When the doctor first put my son on medication, she told us my son would start to feel relief from his condition. Instead, he
started complaining that he was feeling worse. He insisted that it was the medication.
The doctor said it was the disease. At first, I listened to the doctor, the healthcare professional, and my son’s symptoms only
What does a parent do? What would you do?
Thankfully, I listened to my son. I took him off the medicine, we waited for his intestines to calm down and tried a different one
that worked. This was one instance where I started to take notice of how important it was to listen to our bodies.

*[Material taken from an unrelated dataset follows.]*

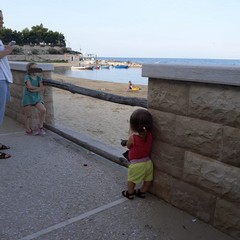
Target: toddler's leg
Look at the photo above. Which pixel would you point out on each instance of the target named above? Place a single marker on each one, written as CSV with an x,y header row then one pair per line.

What if I hadn’t listened to him?
The next instance was asking the doctor about changing his diet. Her response was that food is not going to do much, it’s the
medicine he needs. That just didn’t sit well in my gut (no pun intended). I had a sneaking suspicion that there was more to it
than that and I was determined to figure it out. I was also determined to find another doctor…
After watching my son miss a month of school because he was suffering so much (and almost ending up in the emergency
room), I made him a promise. I promised him that, by the time he went to college, he’d be off most (if not all) of his meds.
And then I got to work—reading everything I could lay my hands on and taking nutrition classes to learn how I could heal him
All of this led me to grad school for a masters in clinical nutrition and a certification as a functional nutritionist.
He went from being unable to wake up in the morning or stay up at night, to becoming an honors student who was co-captain
of the high school track team and ran cross country.
He went from hating vegetables to craving green drinks.
His allergies disappeared and his eczema went away.
And he managed to reduce his medication from 6-8 pills a day to just one, along with a few supplements.
He is now a young adult and on his own journey of discovery of what life has to offer and what his purpose is.